Seattle Nice
It’s getting harder and harder to talk about politics, especially if you disagree. Well, screw that. Seattle Nice aims to be the most opinionated and smartest analysis of what’s really happening in Seattle politics available in any medium. Each episode dives into contentious and sometimes ridiculous topics, exploring perspectives from across Seattle's political spectrum, from city council brawls to the ways the national political conversation filters through our unique political process. Even if you’re not from Seattle, you need to listen to Seattle Nice. Because it’s coming for you. Unlike the sun, politics rises in the West and sets in the East.
Seattle Nice
Dan Savage and the Blue City Blues podcast preview
Erica’s out this week, so we bring you a preview of a new podcast called "Blue City Blues."
Twenty years ago, in the wake of a searing presidential defeat, Dan Savage encouraged progressives to move to blue cities and to fortify them into an “Urban Archipelago” of culturally separatist bastions that rejected the reactionary politics of the larger red American landscape. And he got his wish.
Over the last two decades, rural places got redder and urban areas much bluer, and America’s bluest cities developed their own distinctive culture and politics. They became the leading edge of a cultural transformation that reshaped progressivism, redefined urbanism and remade the Democratic Party.
But as blue cities went their own way, as they thrived as economically and culturally vibrant trend-setters, these urban cosmopolitan islands also developed their own distinctive set of problems. Inequality soared, and affordability tanked.

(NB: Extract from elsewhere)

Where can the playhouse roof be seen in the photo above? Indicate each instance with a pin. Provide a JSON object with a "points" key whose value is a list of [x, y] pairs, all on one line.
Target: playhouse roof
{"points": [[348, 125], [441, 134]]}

And yet, as these cities evolved together and formed their own, increasingly shared worldview, the public conversation about this brave new pan-urban world-unto-itself stagnated, relegated to localized conversations in narrowly provincial regional newspapers or local NPR programming.
On this pilot episode of Blue City Blues we pick up where Savage’s Urban Archipelago idea left off, with a national perspective on the present and the future of urban America.